= Pravaras =

Hindu concept of lineage

In Hindu culture, a Pravara (Sanskrit for "most excellent") refers to a system of identity, particularly a family line. The Pravar system is based on the descendants of a rishi (sage) after whom a "gotra" (clan) is named, and these descendants are considered eponyms by the members of the "gotra." It represents a secondary level of segmentation within the gotra system. The Pravara is a significant aspect of the exogamous system in ancient Brahmanical families.

== Significance ==
The significance of Pravara lies in its role in establishing the worth or fitness of the sacrificer as a descendant of the rishis named in the Pravara. It serves as a means of identifying the lineage and ancestry of the individual, particularly during sacred rituals and prayers. The recitation of the Pravara during these rituals is a way of declaring that the individual is as worthy as their ancestors to offer sacrifices and perform sacred acts. Furthermore, the Pravara is intricately linked to the exogamous structure of ancient Brahmanical families. It provides a clear and precise method of determining a person's position within the exogamous system, guiding marriage practices and ensuring that individuals do not marry within the same Pravara. In addition to its role in ritualistic practices and exogamy, the Pravara also holds a wider application in modern times, where it is used to establish the lineage of the family and is recited during daily prayers to demonstrate the fitness of the individual to perform sacred acts. In the past, it referred to the invocation of the deity Agni (Fire) by the name of the rishi-ancestors of a Brahmin who consecrates the sacrificial fire. Pravara names were used by the priest to prove his authenticity to the deity Havya-Vahana, who carries the libations to heaven. It was a law that the number of Pravara-rishis pronounced during the invocation could be one to five. In later times, the pravara came to have a wider application, particularly in the context of regulating marriage and asserting one's lineage as a descendant of worthy ancestors. People belonging to the same gotra or having the same pravara, even if they had only one in common, were not allowed to intermarry.

==History==
The pravara system has a long history within the Brahmanical tradition of India. The literary sources regarding Pravara are primarily found in the ancient Vedic texts, Brahmanas, and Sutras, as well as in later medieval texts. Some scholars believe that it originated during the Rig-vedic period, which dates back to around 1500 BCE., and the system gradually came into use during the formative period of the Yajur-veda. However, Ghurye claims that the system of Pravara emerged and took shape after the formation of Gotras, which is estimated to have occurred around 800 BCE. The understanding and development of Pravara seem to have evolved gradually over time, with different texts and traditions adding to their complexity and significance. The Brahmanas and Sutras provide detailed expositions of the Pravara system and its use in regulating marriage practices and establishing lineage. The Baudhayana's Srauta Sutra, dated around 600 BCE, is the earliest known text that provides a list of 91 pravara-rishis associated with the various Gotras. During the period of Apastamba's Srauta Sutra, estimated to have been composed around 450 BCE, the Pravara system underwent significant development and gained a more organized framework within the broader context of the Gotra system. Later medieval texts, such as the Pravara-manjari, provide lists of Pravaras and their respective rishis, as well as detailed accounts of the Pravara system and its use in exogamy and ritualistic practices. The Smrtyarthasdra of Sridhara, composed between A.D. 1150 and 1200, is another important medieval text that discusses the Pravara system and its use in regulating marriage practices. The Pravara-darpana offers a more explicit account of the pravara lists and is dated before 1612.
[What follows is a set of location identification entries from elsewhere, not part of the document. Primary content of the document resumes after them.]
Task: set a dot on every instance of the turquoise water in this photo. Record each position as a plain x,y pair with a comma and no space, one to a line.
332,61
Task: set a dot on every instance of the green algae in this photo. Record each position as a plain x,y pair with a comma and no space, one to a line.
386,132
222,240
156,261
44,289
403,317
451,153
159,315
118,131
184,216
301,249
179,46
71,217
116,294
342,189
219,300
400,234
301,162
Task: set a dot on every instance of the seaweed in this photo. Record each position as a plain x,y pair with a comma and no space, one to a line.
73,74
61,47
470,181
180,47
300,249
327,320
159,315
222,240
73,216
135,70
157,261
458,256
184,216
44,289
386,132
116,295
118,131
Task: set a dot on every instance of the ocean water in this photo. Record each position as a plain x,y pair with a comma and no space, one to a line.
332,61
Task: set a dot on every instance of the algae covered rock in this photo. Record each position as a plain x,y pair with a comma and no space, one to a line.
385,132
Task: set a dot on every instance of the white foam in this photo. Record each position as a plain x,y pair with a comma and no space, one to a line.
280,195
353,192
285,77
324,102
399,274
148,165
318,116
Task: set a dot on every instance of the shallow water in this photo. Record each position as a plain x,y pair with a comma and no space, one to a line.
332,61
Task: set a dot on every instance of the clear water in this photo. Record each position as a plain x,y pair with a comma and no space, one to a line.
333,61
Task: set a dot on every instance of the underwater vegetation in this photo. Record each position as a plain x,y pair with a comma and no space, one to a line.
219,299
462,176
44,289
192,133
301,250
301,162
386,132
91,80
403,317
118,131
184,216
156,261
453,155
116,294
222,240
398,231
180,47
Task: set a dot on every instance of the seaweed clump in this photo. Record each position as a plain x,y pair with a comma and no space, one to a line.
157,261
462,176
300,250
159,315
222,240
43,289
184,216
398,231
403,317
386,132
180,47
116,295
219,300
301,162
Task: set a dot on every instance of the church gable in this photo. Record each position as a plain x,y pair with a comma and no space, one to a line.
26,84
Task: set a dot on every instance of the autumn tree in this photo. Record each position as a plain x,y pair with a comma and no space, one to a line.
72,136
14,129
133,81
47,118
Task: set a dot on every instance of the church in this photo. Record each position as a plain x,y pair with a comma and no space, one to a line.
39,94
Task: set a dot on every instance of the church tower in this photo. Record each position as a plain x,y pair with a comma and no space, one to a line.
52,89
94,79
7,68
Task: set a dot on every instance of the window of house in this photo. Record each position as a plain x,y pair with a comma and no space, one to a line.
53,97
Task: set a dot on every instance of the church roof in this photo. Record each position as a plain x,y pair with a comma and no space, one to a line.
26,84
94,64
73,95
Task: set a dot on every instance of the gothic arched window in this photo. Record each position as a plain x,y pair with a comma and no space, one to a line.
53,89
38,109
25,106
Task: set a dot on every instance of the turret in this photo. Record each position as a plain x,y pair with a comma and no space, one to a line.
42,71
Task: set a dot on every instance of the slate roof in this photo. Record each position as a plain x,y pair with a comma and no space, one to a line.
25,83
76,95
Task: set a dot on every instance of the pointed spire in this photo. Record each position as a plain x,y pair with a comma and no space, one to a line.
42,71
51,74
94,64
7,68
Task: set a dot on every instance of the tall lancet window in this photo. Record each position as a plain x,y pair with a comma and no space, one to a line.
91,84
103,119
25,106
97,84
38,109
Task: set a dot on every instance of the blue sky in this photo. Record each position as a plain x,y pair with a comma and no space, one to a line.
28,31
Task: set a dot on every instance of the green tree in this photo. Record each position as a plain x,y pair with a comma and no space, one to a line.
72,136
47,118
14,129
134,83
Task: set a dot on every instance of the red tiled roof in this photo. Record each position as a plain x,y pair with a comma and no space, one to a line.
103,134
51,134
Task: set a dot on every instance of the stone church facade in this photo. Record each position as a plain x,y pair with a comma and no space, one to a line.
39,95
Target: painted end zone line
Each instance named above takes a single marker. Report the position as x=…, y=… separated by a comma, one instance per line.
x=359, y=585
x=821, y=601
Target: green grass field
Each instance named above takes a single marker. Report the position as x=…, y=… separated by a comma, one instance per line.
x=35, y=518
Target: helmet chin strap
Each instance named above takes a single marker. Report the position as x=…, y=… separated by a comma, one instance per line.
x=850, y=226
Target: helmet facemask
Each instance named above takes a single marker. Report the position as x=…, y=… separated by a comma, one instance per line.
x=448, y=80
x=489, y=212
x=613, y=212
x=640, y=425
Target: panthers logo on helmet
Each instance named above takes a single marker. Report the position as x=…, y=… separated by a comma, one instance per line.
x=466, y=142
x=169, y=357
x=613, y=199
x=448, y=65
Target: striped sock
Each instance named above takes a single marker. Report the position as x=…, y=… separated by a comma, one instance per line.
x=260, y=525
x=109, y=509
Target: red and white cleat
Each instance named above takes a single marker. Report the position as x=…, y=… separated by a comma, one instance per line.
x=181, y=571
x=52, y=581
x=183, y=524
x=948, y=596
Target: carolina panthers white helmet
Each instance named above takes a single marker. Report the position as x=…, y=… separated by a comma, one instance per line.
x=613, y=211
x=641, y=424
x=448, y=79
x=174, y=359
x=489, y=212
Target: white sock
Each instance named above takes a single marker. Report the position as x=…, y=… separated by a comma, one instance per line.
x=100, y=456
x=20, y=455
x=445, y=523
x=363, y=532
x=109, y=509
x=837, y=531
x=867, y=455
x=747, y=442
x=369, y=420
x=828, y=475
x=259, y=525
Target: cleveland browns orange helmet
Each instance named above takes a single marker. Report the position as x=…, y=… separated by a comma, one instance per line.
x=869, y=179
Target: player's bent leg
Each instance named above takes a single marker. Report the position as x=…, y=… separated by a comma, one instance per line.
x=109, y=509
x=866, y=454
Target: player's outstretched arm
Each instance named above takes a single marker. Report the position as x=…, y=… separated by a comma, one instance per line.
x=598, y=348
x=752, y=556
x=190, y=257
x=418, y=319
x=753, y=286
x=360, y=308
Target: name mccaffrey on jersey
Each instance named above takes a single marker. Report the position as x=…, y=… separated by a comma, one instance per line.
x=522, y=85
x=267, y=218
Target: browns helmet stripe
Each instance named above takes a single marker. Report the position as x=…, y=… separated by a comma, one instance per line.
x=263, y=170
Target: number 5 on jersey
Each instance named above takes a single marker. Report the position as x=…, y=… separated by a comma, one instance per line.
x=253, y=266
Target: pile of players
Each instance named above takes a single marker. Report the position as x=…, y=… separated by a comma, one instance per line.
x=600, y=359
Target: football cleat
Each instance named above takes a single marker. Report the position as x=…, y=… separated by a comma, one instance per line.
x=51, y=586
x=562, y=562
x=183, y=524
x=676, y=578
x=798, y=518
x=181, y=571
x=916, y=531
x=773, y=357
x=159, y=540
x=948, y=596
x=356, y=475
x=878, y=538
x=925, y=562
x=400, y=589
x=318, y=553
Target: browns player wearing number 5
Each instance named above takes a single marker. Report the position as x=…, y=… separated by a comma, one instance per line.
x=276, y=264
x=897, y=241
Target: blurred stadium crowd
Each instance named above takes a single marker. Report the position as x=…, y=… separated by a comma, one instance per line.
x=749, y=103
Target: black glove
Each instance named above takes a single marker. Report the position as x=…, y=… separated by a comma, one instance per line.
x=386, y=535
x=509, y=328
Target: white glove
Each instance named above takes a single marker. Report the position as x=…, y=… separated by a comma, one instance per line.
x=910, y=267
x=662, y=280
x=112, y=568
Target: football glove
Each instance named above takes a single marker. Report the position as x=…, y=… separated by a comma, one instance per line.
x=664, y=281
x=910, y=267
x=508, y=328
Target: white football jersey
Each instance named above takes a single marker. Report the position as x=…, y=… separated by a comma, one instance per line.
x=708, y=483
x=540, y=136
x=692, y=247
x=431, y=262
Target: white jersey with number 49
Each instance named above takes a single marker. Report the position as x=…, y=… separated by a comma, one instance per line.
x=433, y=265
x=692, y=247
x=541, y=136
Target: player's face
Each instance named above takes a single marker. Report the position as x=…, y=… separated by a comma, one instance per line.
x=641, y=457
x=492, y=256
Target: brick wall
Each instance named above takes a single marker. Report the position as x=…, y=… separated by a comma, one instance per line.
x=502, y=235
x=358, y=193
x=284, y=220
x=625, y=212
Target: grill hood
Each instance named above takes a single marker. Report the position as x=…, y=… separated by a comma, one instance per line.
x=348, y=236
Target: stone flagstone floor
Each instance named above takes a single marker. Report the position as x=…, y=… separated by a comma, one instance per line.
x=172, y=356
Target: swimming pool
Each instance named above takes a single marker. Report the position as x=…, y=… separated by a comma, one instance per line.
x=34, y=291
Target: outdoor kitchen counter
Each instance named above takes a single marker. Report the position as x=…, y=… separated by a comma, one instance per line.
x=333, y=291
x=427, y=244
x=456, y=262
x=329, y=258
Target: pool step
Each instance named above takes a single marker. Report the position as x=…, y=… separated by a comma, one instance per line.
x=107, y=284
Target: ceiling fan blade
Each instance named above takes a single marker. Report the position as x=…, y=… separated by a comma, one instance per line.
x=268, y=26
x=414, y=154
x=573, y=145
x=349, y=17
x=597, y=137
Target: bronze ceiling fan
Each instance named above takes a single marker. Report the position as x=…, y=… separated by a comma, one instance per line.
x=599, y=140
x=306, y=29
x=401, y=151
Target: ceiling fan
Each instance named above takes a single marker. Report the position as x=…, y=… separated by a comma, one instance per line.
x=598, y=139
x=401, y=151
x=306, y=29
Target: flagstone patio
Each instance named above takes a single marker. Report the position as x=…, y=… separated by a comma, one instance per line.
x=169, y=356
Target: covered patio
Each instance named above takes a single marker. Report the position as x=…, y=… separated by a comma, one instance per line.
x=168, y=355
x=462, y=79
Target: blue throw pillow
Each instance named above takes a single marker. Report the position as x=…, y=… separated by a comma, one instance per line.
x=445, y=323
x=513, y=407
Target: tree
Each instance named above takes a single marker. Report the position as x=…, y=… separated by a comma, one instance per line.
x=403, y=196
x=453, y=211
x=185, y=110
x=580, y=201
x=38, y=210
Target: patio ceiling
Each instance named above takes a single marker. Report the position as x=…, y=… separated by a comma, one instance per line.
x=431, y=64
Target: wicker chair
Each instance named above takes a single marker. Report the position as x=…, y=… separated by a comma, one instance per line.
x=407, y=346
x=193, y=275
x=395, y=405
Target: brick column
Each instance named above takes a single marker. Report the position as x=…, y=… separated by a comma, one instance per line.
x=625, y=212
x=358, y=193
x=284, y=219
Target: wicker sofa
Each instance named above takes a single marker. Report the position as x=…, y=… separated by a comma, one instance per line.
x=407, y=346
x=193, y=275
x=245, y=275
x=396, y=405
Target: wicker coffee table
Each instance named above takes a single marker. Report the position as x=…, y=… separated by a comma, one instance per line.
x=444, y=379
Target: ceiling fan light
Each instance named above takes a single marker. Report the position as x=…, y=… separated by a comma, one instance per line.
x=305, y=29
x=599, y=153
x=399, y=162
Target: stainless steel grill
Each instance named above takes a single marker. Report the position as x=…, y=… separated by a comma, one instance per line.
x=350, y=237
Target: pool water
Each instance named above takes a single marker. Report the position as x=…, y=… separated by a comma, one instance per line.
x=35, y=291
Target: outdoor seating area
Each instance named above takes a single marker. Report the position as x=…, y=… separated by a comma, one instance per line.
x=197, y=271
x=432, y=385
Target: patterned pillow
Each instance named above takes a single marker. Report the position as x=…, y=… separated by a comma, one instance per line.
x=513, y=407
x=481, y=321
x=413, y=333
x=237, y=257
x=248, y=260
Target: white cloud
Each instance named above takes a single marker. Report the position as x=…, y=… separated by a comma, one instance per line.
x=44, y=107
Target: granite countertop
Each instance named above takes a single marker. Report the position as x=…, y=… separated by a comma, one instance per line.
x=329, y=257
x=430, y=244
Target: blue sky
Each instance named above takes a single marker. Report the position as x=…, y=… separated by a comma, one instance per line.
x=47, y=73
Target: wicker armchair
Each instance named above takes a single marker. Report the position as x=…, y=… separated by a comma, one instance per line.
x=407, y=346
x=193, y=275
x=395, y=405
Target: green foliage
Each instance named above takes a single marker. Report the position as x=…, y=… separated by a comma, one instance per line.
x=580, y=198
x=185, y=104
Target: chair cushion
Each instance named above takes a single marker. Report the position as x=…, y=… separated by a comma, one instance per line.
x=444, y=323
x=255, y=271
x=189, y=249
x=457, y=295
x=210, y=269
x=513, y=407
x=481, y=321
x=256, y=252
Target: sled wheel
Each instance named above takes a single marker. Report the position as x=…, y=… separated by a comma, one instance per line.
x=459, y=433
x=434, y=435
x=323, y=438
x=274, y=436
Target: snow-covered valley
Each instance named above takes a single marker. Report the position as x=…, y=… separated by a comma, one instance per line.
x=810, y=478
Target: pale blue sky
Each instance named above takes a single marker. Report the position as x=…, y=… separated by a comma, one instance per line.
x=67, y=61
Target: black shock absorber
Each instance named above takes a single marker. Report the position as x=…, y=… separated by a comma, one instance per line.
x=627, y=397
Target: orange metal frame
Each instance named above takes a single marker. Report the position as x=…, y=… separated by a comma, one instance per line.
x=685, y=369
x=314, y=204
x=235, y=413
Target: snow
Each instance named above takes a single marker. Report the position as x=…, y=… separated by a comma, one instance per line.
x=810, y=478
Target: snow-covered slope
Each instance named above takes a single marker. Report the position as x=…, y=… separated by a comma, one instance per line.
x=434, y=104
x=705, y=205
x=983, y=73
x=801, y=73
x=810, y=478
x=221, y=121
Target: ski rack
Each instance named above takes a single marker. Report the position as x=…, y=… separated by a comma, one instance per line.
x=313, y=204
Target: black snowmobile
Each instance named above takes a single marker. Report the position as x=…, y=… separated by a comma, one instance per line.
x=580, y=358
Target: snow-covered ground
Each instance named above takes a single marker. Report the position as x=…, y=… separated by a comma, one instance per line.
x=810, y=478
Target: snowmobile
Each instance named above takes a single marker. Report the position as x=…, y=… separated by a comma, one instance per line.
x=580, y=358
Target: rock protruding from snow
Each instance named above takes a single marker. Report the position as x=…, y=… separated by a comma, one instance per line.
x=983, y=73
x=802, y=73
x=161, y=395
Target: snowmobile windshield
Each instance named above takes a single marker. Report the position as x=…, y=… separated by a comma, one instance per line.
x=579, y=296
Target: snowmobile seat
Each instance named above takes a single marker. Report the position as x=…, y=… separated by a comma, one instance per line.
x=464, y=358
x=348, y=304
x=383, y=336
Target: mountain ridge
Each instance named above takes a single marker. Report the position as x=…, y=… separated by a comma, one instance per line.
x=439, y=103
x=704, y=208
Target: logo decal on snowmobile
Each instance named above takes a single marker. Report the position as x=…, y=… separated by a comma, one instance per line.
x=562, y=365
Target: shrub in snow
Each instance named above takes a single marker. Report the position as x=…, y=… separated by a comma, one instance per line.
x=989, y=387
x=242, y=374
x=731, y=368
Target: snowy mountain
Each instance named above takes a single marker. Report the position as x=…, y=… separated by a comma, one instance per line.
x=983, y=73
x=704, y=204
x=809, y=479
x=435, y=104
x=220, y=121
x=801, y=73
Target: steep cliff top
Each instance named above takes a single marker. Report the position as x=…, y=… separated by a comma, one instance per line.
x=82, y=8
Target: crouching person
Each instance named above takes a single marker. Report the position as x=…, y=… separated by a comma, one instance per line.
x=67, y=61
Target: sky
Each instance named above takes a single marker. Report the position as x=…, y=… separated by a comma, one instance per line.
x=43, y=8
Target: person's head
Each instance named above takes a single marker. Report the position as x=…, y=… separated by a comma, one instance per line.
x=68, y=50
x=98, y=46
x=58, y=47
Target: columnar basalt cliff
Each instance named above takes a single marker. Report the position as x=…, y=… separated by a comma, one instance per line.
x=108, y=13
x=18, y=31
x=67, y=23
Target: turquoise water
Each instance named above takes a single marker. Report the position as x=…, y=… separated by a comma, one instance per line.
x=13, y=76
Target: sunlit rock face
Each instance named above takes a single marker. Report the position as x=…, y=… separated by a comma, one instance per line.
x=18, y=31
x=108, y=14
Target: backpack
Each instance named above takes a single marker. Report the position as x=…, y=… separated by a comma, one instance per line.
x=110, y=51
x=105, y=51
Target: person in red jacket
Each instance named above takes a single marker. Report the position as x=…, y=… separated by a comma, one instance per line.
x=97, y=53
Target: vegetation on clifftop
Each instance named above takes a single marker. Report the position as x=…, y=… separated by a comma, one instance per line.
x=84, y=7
The Kalachuri inscriptions revealed the mention of various Gotras and Pravaras with corresponding Veda Sakhas. The historical sources include inscriptions such as the Bheraghat Stone Inscription of Narasimha, the Jabalpur Stone Inscription of Jayasimha, the Amoda Plates of Prithvideva, and others, along with scholarly interpretations. Inscriptions from ancient India, such as the Maitraka and Gurjara-Pratihara charters, also provide information about the pravara system and its use in establishing ancestral lineages and social identities. These inscriptions often include the recitation of pravaras and the establishment of gotras.

==Ritualistic Usages==
Pravara is recited at certain points in the sacrificial ritual. It is used to assert the individual's pre-collection identity as a member of the Vedic oral traditions. They are required to pronounce the names of their important ancestors who were the founders of their family. This is usually done when performing sacred acts, repeating prayers, or invoking the Gods. The Pravara chant is specific to their Gotra and is used to invoke the God of Fire, who is believed to carry oblations and prayers to preceptors and the Gods. The recitation of the Pravara forms an integral part of virtually every Srauta offering, and it is recited by the Hotr, a member of the Vedic oral traditions agency, in the regular isti. Each Gotra, which is a unit of the Brahmanical exogamous system, is subdivided into several ganas, each with its own distinctive pravara. All ganas within one Gotra usually have at least one pravara-name in common. While the connection of pravaras with exogamy is considered secondary, the pravara system is closely related to the system of gotras. Gotra refers to a larger exogamous group to which a person belongs. However, as the usage of the term gotra became loosely applied to smaller subdivisions and even individual families, the pravara became necessary to determine the specific exogamous group. The pravara serves as a test to decide to which of the larger exogamous groups a person belongs.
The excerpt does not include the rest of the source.